Cozumel – A Brief History
Tourists from far away places have been coming to Cozumel for a long time. Centuries before the Spanish landed in 1518, during the height of the Maya civilization, Cozumel was an important trading center and a place of pilgrimage. Maya women from the mainland came to worship Ix Chel, the wife of the Sun God Itzamna and the Goddess of Fertility, to whom the island’s temples were dedicated. In 1519, Cortez arrived and destroyed many of the Maya temples. By 1570, small pox and other European diseases had reduced the island’s population from a pre-Hispanic estimate of 40,000 to no more than 300. By 1600 the island was reportedly abandoned. Legend has it that pirates, including Henry Morgan and Jean Lafitte, used Cozumel as a safe base during the 17th century. In 1848 the island began to be resettled by refugees from the “War of the Castes”, a Mayan uprising in the Yucatan against the central Mexican government. By 1970, the population had grown to 10,000.Today, most of Cozumel’s 50,000 residents live in the town of San Miguel located on the western side of the island. Much of the town’s social and business activity is focused on the central town square or Plaza del Sol. Cedral, a small village on the southern interior of the island, is the only other community on Cozumel. The island is approximately 14 miles wide and 28 miles from north to south and is a part of the Mexican state of Quintana Roo.

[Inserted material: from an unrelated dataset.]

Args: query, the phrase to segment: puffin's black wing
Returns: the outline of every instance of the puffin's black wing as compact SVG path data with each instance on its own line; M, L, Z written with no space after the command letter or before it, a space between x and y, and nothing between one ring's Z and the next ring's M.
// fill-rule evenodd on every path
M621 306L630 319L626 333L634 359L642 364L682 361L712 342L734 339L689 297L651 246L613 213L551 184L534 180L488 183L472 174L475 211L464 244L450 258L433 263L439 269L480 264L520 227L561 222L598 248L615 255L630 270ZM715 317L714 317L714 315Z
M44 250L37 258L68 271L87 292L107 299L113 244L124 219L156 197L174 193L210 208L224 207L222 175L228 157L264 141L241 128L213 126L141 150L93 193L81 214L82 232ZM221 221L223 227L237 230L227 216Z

While no one is certain when diving began in Cozumel the story goes that the U.S. Navy used the island as a training ground in World War II. American divers stationed in the South Pacific shared stories of the reef’s beauty with their French counterparts, and word eventually got to Jacques Cousteau who “discovered” and filmed the island in the late 50′s.
Along with the attraction the island holds for divers, Cozumel has become a major stop for Western Caribbean cruise ship tours.